Chapter 18: The Space Between Sound
Friday morning arrived with a pale blue sky, cold and thin as glass.
The heater in Class 2-B clicked faintly behind the teacher's voice.
The hum of chalk. The scratch of pens.
The rhythm of routine.
Mu Yichen sat in his usual seat.
Han Seri sat in hers.
Exactly the same.
And yet.
He noticed it first.
The way she reached for her pen—more slowly than usual.
The way she hesitated before turning the page of her textbook.
The faintest glance—one heartbeat longer—before her eyes dropped again.
She hadn't said anything since the locker.
But she had said his name.
And that name…
still lingered in his ears.
Seri noticed too.
The way his pencil moved—stopping just once, not at a mistake, but at a memory.
The way he tapped his thumb against his notebook, a rhythm unfamiliar to her.
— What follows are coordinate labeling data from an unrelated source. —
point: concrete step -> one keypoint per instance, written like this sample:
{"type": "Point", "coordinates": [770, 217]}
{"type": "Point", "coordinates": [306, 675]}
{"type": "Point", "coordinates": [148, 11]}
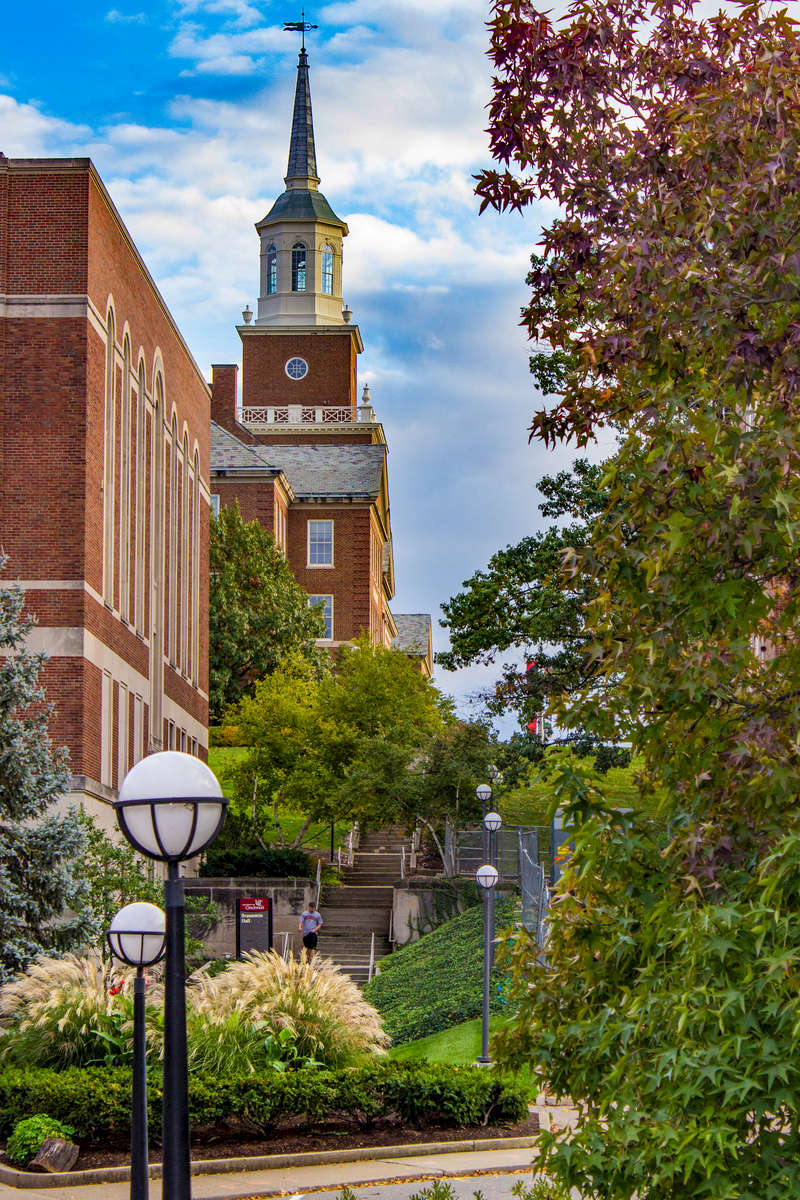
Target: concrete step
{"type": "Point", "coordinates": [358, 895]}
{"type": "Point", "coordinates": [374, 880]}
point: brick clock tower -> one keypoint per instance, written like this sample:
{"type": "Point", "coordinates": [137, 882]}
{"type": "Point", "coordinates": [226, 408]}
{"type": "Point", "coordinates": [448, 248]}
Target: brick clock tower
{"type": "Point", "coordinates": [300, 454]}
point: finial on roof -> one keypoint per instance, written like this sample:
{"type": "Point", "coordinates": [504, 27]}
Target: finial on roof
{"type": "Point", "coordinates": [302, 156]}
{"type": "Point", "coordinates": [300, 27]}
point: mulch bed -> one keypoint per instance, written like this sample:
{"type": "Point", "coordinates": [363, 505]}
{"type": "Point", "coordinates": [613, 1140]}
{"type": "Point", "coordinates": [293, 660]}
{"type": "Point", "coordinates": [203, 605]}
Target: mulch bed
{"type": "Point", "coordinates": [233, 1139]}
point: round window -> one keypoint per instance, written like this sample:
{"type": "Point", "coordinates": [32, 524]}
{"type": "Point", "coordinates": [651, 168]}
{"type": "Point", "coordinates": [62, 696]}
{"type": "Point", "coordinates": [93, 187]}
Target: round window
{"type": "Point", "coordinates": [296, 369]}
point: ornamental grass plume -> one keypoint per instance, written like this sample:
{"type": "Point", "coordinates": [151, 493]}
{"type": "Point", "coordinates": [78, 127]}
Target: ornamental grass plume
{"type": "Point", "coordinates": [325, 1014]}
{"type": "Point", "coordinates": [62, 1013]}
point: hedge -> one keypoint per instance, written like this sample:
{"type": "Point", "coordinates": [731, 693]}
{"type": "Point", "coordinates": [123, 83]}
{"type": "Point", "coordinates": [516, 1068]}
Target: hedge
{"type": "Point", "coordinates": [97, 1101]}
{"type": "Point", "coordinates": [260, 862]}
{"type": "Point", "coordinates": [438, 981]}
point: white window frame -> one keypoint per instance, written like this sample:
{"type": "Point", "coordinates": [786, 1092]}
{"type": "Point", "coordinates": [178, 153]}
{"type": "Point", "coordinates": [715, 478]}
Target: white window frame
{"type": "Point", "coordinates": [324, 601]}
{"type": "Point", "coordinates": [313, 522]}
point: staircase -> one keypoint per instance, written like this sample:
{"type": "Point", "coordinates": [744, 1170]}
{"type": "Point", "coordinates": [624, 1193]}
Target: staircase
{"type": "Point", "coordinates": [362, 904]}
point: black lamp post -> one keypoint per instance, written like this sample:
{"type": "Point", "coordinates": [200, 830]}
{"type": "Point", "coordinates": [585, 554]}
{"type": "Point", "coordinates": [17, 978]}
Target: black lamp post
{"type": "Point", "coordinates": [487, 879]}
{"type": "Point", "coordinates": [172, 808]}
{"type": "Point", "coordinates": [137, 936]}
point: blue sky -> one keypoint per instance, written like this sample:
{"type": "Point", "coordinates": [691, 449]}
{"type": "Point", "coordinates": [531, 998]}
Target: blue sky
{"type": "Point", "coordinates": [185, 109]}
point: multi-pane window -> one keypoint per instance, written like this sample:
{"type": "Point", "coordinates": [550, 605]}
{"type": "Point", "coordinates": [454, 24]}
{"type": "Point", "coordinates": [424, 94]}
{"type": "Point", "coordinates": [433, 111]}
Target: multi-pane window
{"type": "Point", "coordinates": [325, 604]}
{"type": "Point", "coordinates": [328, 270]}
{"type": "Point", "coordinates": [298, 267]}
{"type": "Point", "coordinates": [320, 544]}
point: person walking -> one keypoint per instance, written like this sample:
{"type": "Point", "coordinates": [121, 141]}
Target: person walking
{"type": "Point", "coordinates": [310, 923]}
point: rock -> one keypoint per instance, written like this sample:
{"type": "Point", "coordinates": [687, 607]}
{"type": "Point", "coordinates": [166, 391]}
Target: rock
{"type": "Point", "coordinates": [55, 1155]}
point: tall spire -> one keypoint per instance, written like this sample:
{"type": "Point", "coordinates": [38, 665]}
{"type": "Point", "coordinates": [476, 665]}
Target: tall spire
{"type": "Point", "coordinates": [301, 172]}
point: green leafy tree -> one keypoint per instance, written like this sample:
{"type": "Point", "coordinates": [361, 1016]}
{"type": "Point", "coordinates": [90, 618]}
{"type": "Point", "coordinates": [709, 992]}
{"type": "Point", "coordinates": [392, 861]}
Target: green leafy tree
{"type": "Point", "coordinates": [38, 846]}
{"type": "Point", "coordinates": [668, 1008]}
{"type": "Point", "coordinates": [335, 747]}
{"type": "Point", "coordinates": [523, 601]}
{"type": "Point", "coordinates": [257, 612]}
{"type": "Point", "coordinates": [113, 875]}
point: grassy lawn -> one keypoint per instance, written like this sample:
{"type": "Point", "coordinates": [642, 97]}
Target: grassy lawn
{"type": "Point", "coordinates": [318, 837]}
{"type": "Point", "coordinates": [528, 804]}
{"type": "Point", "coordinates": [456, 1047]}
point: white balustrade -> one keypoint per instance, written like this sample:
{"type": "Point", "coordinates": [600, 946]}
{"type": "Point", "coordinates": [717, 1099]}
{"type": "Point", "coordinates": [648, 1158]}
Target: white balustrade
{"type": "Point", "coordinates": [295, 414]}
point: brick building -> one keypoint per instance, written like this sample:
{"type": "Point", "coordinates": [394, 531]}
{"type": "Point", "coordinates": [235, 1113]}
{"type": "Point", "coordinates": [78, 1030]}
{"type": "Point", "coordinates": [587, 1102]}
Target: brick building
{"type": "Point", "coordinates": [103, 477]}
{"type": "Point", "coordinates": [301, 454]}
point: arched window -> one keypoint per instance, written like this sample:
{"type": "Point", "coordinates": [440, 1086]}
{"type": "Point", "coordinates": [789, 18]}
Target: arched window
{"type": "Point", "coordinates": [185, 621]}
{"type": "Point", "coordinates": [108, 460]}
{"type": "Point", "coordinates": [328, 270]}
{"type": "Point", "coordinates": [298, 267]}
{"type": "Point", "coordinates": [196, 571]}
{"type": "Point", "coordinates": [173, 545]}
{"type": "Point", "coordinates": [157, 568]}
{"type": "Point", "coordinates": [139, 574]}
{"type": "Point", "coordinates": [125, 485]}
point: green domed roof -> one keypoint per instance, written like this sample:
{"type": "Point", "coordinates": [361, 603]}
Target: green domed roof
{"type": "Point", "coordinates": [301, 205]}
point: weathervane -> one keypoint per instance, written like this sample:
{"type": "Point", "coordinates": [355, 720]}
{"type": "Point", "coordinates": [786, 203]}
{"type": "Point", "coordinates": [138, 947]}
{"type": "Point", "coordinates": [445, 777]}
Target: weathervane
{"type": "Point", "coordinates": [300, 27]}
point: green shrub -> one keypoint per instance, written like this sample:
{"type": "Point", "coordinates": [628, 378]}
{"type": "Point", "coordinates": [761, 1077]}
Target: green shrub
{"type": "Point", "coordinates": [265, 862]}
{"type": "Point", "coordinates": [97, 1101]}
{"type": "Point", "coordinates": [438, 982]}
{"type": "Point", "coordinates": [30, 1134]}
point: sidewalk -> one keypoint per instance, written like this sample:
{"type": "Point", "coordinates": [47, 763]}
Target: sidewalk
{"type": "Point", "coordinates": [290, 1181]}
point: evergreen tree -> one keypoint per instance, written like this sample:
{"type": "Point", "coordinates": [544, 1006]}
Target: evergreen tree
{"type": "Point", "coordinates": [38, 847]}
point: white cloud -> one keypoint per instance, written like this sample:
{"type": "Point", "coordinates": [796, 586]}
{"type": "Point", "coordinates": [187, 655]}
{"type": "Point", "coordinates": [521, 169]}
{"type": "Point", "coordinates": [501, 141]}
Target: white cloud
{"type": "Point", "coordinates": [114, 17]}
{"type": "Point", "coordinates": [30, 133]}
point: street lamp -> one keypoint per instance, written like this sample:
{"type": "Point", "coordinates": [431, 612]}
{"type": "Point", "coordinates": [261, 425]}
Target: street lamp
{"type": "Point", "coordinates": [483, 793]}
{"type": "Point", "coordinates": [487, 877]}
{"type": "Point", "coordinates": [170, 808]}
{"type": "Point", "coordinates": [137, 936]}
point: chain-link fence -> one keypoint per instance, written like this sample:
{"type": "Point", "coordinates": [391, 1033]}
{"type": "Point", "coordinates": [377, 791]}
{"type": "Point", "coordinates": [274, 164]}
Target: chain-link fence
{"type": "Point", "coordinates": [533, 886]}
{"type": "Point", "coordinates": [465, 850]}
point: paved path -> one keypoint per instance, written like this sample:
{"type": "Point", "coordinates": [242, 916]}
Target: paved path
{"type": "Point", "coordinates": [405, 1173]}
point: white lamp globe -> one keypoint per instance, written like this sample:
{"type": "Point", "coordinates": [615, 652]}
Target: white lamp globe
{"type": "Point", "coordinates": [170, 805]}
{"type": "Point", "coordinates": [487, 876]}
{"type": "Point", "coordinates": [137, 934]}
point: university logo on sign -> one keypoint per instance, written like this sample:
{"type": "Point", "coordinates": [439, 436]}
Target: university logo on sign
{"type": "Point", "coordinates": [253, 924]}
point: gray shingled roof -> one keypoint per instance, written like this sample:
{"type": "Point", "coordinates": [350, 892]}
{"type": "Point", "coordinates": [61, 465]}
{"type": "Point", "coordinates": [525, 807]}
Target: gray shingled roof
{"type": "Point", "coordinates": [413, 633]}
{"type": "Point", "coordinates": [229, 454]}
{"type": "Point", "coordinates": [313, 472]}
{"type": "Point", "coordinates": [329, 471]}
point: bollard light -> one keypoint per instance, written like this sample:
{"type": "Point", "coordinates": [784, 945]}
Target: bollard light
{"type": "Point", "coordinates": [487, 876]}
{"type": "Point", "coordinates": [172, 808]}
{"type": "Point", "coordinates": [138, 937]}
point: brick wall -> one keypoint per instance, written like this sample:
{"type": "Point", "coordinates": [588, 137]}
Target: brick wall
{"type": "Point", "coordinates": [331, 377]}
{"type": "Point", "coordinates": [62, 241]}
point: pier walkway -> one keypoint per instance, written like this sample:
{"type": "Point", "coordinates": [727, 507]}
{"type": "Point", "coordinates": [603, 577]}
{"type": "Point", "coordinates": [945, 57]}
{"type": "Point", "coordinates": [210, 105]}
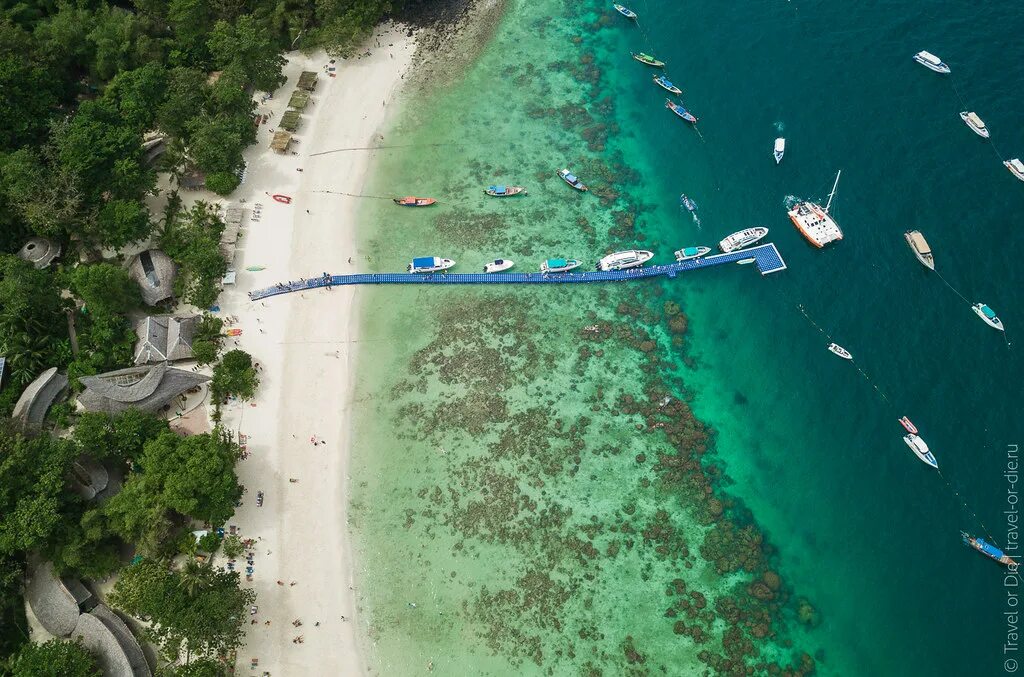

As if he was listening for something.
As if silence had become too quiet.
At lunch, he didn't go to the stairwell.
She didn't go to the peach tree.
They sat in the classroom instead.
Not beside each other.
Still a meter apart.
But neither left.
They stayed.
Eating quietly, separately,
like two strangers who had once shared a secret in the dark and now couldn't forget.
Halfway through lunch, she dropped her chopsticks.
A soft clatter. Nothing dramatic.
He picked them up for her.
No words.
Just a quiet gesture.
But when she took them from his hand,
her fingers brushed his glove.
A second too long.
A moment too real.
She didn't thank him.
He didn't expect her to.
But both looked down at their food afterward,
as if neither could remember how to eat properly anymore.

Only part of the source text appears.